The Guardian has asked a panel of authors and critics to nominate their favourite novels to make up a ‘Top 100’, and to nobody’s surprise the highest places were bagged by that well-known half-back line: Proust, Tolstoy and Joyce. ‘Reigning supreme’, as Fluff Freeman might have said, was George Eliot. Yes, Middlemarch, the supreme novel of provincial England, was number one.
Great writers, all. Yet how flat it seems. Ulysses, for instance, is a remarkable book, even if it is savoured more by writers than readers. It is long, self-consciously clever, and assumes a familiarity with the ancient world. But not everybody has the patience to last the course.

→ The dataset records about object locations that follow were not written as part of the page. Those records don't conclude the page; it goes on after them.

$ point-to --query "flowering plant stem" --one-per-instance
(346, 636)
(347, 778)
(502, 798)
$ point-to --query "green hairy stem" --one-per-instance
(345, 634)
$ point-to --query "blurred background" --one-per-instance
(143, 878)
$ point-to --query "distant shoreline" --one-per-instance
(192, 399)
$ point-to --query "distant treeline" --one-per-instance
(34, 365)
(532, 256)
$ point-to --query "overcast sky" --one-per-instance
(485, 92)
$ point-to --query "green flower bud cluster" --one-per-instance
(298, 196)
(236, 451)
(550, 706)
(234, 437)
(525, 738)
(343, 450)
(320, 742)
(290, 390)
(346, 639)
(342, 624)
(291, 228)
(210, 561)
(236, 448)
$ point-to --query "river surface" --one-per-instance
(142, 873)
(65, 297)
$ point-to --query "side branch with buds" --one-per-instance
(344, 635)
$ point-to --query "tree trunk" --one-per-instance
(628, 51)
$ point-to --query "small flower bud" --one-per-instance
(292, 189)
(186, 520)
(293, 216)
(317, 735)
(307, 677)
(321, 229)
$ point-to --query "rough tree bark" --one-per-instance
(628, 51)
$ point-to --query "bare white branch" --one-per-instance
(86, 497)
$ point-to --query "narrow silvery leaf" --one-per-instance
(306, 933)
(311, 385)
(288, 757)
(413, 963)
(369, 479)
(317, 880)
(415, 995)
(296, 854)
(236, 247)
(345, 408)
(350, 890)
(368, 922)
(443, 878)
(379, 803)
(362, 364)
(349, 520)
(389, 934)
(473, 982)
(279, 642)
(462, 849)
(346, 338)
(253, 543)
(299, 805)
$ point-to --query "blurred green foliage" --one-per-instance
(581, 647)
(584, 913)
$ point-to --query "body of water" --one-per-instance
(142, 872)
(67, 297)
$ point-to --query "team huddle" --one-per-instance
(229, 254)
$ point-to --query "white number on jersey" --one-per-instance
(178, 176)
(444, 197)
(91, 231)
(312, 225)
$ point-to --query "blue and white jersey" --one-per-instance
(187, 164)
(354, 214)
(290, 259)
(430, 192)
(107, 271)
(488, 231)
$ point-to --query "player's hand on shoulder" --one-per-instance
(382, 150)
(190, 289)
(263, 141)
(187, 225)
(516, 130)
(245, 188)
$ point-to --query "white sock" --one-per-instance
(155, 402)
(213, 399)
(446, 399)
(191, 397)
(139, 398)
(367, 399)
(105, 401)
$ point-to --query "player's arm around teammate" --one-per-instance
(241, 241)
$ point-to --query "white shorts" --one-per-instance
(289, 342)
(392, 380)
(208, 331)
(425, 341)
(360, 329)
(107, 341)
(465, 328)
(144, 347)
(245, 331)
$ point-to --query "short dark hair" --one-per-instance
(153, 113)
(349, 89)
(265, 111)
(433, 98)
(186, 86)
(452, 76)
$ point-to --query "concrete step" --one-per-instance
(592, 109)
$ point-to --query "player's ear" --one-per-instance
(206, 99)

When a ‘Hot Hundred’ finds room for Nervous Conditions by Tsitsi Dangarembga, as the Guardian’s list does, and no place anywhere for Evelyn Waugh, one wonders about the judges’ sanity
This is part of the problem with ‘approved lists’ compiled by experts. There’s no denying that we all love to show off, and that some voices are worth hearing. Yet when critical responses harden into perceived wisdom, it can end up being tiresome.
As can reading when it is presented as a civic duty rather than a personal pleasure. If we determine a novel’s value by the writer’s ethnicity or social background – as in the case of the Guardian list – it can feel like you are trapped in an undergraduate lecture room.